The amyloid hypothesis suggests that the progressive accumulation and deposition of central nervous system (CNS) amyloid with aging is the proximate cause of Alzheimer's disease (AD). Thus, targeting molecular mechanisms of aging may be a viable treatment approach. Caloric restriction prevents diseases of aging, including AD, in animal models, perhaps by activation of sirtuins. The sirtuins (e.g., mammalian SIRT1) are deacetylases that link energy balance (NAD+ /NADH) to regulation of gene transcription. Resveratrol is a potent activator of SIRT1, and thus may mimic caloric restriction to prevent diseases of aging. We conducted a randomized, double-blind, placebo-controlled, phase II trial of resveratrol for individuals with mild-to-moderate AD. Resveratrol

• (1) is detectable in cerebrospinal fluid (at low nanomolar levels),
• (2) is safe and well tolerated,
• (3) alters AD biomarker trajectories,
• (4) preserves blood-brain barrier integrity, and
• (5) modulates the CNS immune response.

Further studies are needed to determine the safety and efficacy of resveratrol and the validity of this approach in the treatment and prevention of AD and other diseases of aging.

Conclusions (from PDF)

Further studies are now needed to determine whether resveratrol and similar polyphenols may be beneficial for AD or other disorders of aging. Another phase II study is warranted to examine the safety and efficacy of higher doses and improved formulations with better pharmacokinetics and bioavailability. Similarly, as with the anti-Ap antibody and BACE1 inhibitor studies, the next trial of resveratrol may enroll a different study population, such as those with prodromal AD or normal older individuals at risk (e.g., earlier along the AD spectrum). The working hypothesis is that resveratrol may delay or prevent AD onset when given to subjects with prodromal AD or cognitively normal individuals at risk. Alternatively, novel patentable molecules—sirtuin activators (STACs) and resveratrol mimetics—may be developed.

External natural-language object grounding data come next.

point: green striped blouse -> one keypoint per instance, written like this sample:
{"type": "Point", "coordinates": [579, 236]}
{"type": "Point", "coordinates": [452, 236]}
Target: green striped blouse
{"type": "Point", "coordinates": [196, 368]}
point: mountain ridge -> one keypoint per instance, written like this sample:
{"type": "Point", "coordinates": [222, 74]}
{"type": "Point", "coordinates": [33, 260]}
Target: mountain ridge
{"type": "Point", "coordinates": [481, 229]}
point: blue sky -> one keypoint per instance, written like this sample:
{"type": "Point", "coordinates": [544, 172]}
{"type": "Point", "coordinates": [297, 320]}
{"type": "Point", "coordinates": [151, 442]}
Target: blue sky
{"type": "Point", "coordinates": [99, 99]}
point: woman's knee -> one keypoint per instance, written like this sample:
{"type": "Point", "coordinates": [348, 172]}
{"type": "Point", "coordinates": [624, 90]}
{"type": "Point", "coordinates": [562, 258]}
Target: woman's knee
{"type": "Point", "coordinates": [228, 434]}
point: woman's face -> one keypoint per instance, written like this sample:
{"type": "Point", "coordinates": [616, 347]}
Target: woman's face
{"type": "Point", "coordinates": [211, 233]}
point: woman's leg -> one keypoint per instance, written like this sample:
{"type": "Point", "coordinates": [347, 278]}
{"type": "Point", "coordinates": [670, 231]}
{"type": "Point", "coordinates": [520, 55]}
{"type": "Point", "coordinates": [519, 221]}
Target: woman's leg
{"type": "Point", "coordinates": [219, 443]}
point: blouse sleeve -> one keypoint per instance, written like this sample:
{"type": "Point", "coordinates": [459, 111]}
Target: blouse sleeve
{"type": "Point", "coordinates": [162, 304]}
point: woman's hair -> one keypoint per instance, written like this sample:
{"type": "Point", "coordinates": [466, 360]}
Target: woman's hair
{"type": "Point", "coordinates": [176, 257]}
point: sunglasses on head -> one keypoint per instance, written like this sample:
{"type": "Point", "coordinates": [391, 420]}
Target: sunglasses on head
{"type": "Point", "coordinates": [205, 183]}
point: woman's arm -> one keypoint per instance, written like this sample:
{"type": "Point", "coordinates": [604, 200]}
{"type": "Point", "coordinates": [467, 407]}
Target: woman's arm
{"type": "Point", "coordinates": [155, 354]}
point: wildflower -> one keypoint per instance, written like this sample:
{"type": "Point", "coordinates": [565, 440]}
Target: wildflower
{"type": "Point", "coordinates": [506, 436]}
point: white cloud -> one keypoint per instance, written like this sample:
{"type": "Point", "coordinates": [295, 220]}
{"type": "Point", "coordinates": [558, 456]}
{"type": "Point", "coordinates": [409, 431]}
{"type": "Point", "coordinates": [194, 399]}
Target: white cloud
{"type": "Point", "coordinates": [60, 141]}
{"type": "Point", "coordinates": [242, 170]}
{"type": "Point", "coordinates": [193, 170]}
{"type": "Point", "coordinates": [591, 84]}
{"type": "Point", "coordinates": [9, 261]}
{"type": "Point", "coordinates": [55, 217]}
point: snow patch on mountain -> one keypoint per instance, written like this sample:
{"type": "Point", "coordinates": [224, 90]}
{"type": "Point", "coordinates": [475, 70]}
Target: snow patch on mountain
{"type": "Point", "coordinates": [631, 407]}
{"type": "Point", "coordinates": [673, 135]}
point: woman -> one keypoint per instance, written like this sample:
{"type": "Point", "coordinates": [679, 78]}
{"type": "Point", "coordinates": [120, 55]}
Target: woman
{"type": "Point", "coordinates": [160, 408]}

Instead of approaching each disease of aging individually, with one or more drugs prescribed for each, targeting regulatory molecules of aging per se may target several diseases of aging simultaneously, thus minimizing polypharmacy and its associated risks and costs. While neurotransmitter-based therapies are the first wave of AD treatments, and amyloid agents the second wave (perhaps), the next wave may target aging mechanisms.